Zu seinem Entsetzen füllten sich die großen blauen Augen mit Tränen, und das Mädchen rannte mit markerschütterndem Geschrei davon.

Hank überlegte gerade, ob er nicht geradewegs wieder in seinen Pick-up steigen und die teuerste und winzigste Wohnung nehmen sollte, die er finden konnte, als eine Tür zugeschlagen wurde. Eine Frau mit langem wehenden Rock kam um die Ecke gerannt, ein Fleischmesser in der erhobenen Hand. Sie hielt inne, als sie ihn sah, und ließ langsam den Arm sinken. Ihr Zorn verwandelte sich in Gelassenheit.
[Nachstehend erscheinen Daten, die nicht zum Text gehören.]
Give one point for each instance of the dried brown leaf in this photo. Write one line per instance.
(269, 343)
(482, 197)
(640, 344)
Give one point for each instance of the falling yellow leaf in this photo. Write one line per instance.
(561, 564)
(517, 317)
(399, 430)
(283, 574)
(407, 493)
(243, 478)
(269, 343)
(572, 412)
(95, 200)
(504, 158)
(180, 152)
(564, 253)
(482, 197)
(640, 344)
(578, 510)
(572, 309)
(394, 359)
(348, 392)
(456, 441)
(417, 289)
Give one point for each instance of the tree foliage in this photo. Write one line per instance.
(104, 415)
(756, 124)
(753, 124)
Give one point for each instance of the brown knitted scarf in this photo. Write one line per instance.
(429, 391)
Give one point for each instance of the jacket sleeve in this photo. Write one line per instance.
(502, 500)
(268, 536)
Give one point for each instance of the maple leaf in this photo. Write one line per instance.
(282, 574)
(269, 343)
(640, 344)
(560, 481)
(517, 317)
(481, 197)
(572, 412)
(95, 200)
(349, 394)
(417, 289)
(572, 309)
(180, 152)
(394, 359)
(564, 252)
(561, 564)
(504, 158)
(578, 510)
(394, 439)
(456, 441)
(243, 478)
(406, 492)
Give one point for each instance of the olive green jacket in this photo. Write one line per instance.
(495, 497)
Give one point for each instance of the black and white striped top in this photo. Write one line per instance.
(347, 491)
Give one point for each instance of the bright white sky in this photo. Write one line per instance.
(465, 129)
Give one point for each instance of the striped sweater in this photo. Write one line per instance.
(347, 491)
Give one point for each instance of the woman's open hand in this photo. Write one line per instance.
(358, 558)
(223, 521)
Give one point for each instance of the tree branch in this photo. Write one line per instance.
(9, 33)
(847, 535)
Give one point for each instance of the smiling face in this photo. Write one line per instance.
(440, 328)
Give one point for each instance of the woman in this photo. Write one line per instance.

Seine eigene Reaktion auf ihren Anblick war alles andere als gelassen. Sein Herz schlug auf einmal schneller. Er tat dieses Gefühl kurzerhand als verspätete Panik ab. Schließlich passierte es nicht so häufig, dass man von einer Frau mit einem Küchenmesser in der Hand empfangen wurde. Das erklärte wahrscheinlich den plötzlichen Adrenalinstoß.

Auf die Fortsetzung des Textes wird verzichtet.